Diversity-Oriented Chemical Informatics
How would you enumerate all of the molecules represented by a molecular formula? This question was recently posed to members of the Blue Obelisk mailing list. Formula-based exhaustive structure enumeration may seem on the surface to be just another esoteric problem. Nevertheless, playing with open, interactive software that can perform such enumerations can be a great source of new ideas for applications and unit tests.
The Chemistry Development Kit offers a fully-functional exhaustive structure enumerator through its GENMDeterministicGenerator
class. This article will use GENMDeterministicGenerator
through the Ruby CDK interface to generate color 2-D images for all molecules of a given molecular formula.
A Solution
The software described in this article will generate a collection of 2-D molecular PNG images based on a user-supplied molecular formula. When viewed in a file browser such as Windows Explorer or Konqueror, the output is visible as a matrix of images. The filename of each image is given by the SMILES string of the corresponding molecule. All molecules are enumerated, whether they look "reasonable" or not. As an example, consider a section of the output for 'C4H8ClNO', which looks like this on my system:
Enumerator: A Small Ruby Library
We'll create a small Ruby class to do most of the work.
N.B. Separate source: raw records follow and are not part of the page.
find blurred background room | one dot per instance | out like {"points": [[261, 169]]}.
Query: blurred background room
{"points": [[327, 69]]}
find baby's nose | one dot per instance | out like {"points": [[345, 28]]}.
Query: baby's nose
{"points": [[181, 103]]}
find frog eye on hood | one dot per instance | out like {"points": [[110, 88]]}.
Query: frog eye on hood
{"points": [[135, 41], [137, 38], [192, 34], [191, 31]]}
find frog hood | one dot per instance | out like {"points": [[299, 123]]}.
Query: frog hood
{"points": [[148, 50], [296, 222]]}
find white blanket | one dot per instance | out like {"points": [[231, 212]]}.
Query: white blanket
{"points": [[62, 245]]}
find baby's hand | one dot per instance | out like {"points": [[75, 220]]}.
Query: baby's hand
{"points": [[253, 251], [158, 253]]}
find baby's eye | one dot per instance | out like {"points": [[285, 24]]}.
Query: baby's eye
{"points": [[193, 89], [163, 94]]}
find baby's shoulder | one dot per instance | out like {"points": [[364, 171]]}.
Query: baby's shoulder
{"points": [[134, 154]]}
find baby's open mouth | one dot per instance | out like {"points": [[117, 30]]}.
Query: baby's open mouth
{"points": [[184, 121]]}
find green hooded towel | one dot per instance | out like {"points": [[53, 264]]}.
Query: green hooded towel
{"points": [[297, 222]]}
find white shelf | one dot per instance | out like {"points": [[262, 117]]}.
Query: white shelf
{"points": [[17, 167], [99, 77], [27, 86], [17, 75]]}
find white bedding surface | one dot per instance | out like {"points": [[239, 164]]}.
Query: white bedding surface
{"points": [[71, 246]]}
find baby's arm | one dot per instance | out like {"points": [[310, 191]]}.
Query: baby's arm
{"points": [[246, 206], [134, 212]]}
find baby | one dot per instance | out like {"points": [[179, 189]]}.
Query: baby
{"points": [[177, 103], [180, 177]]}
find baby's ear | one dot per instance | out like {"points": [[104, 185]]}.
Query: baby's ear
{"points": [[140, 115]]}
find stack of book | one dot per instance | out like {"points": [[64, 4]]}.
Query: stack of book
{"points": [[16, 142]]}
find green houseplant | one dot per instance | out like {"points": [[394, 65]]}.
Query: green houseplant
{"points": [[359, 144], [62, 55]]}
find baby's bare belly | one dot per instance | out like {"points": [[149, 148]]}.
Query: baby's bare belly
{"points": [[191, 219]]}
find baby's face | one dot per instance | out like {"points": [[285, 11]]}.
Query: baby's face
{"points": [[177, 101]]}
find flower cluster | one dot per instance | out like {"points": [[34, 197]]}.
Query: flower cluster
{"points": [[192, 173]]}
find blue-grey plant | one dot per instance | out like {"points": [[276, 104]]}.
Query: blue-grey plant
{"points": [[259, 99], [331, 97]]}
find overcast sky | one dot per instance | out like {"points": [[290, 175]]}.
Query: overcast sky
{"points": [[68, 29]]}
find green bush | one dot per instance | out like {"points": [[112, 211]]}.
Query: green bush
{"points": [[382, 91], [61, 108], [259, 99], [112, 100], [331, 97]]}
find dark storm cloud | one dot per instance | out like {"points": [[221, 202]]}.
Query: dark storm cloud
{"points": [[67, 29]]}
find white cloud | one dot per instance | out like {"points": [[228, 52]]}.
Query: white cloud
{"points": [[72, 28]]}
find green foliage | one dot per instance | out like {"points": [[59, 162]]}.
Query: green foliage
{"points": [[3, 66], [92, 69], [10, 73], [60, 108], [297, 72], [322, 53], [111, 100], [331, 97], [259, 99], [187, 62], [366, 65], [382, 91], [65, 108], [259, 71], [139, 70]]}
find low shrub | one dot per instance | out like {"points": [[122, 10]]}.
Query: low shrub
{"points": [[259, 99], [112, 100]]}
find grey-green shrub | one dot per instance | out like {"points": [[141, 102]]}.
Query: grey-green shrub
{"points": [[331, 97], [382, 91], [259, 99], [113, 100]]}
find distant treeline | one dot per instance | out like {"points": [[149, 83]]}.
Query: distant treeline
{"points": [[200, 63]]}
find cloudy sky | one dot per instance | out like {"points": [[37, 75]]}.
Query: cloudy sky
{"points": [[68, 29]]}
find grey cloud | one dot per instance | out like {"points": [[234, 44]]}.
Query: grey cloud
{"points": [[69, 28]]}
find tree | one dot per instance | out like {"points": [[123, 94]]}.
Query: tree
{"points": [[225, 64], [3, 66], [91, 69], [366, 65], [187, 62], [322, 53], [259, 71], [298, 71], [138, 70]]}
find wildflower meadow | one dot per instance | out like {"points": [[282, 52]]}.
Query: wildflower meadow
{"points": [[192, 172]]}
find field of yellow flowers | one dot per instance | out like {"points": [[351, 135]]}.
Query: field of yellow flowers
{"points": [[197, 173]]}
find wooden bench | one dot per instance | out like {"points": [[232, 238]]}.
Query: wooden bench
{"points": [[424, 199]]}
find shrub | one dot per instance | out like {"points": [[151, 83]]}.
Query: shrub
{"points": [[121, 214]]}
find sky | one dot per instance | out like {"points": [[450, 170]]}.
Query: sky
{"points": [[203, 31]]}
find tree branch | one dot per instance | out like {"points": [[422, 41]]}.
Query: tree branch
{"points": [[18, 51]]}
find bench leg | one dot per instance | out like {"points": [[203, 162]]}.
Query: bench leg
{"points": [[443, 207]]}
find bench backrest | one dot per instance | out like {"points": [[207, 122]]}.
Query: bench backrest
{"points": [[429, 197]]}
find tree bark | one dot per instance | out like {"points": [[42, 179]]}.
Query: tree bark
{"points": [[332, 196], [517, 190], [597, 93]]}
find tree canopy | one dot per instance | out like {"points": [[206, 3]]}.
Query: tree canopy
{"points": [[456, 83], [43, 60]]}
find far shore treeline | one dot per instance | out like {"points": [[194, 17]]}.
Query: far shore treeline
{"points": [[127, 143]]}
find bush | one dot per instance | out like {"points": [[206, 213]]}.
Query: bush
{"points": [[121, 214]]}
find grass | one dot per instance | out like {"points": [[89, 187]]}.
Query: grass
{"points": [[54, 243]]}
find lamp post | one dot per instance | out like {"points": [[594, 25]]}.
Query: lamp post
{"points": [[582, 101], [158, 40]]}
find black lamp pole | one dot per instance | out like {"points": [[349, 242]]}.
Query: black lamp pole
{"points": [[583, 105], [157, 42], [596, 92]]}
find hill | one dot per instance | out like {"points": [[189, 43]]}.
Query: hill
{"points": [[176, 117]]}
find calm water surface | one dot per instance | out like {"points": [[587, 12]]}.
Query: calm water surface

Save the following in a file called enum.rb:
require 'rubygems'
require_gem 'rcdk'
require 'rcdk/util'
jrequire 'org.openscience.cdk.structgen.deterministic.GENMDeterministicGenerator'
jrequire 'net.sf.structure.cdk.util.ImageKit'
class Enumerator
def initialize(formula)
@generator = Org::Openscience::Cdk::Structgen::Deterministic::GENMDeterministicGenerator.new(formula, '')
@width = 150
@height = 150
end
def set_size(width, height)
@width = width
@height = height
end
def write_images
mols = @generator.getStructures
iterator = mols.iterator
while (iterator.hasNext)
mol = RCDK::Util::XY.coordinate_molecule(iterator.next)
smiles = RCDK::Util::Lang.get_smiles(mol)
Net::Sf::Structure::Cdk::Util::ImageKit.writePNG(mol, @width, @height, "#{smiles}.png")
end
end
end
As you can see, this class is nothing more than a thin wrapper around a large amount of CDK functionality. Most of the action happens in the write_images
method, where three things take place:
- We retrieve a list of molecules from the
GENMDeterministicGenerator
instance that satisfy the molecular formula passed toEnumerator's
constructor. - These molecules are iterated.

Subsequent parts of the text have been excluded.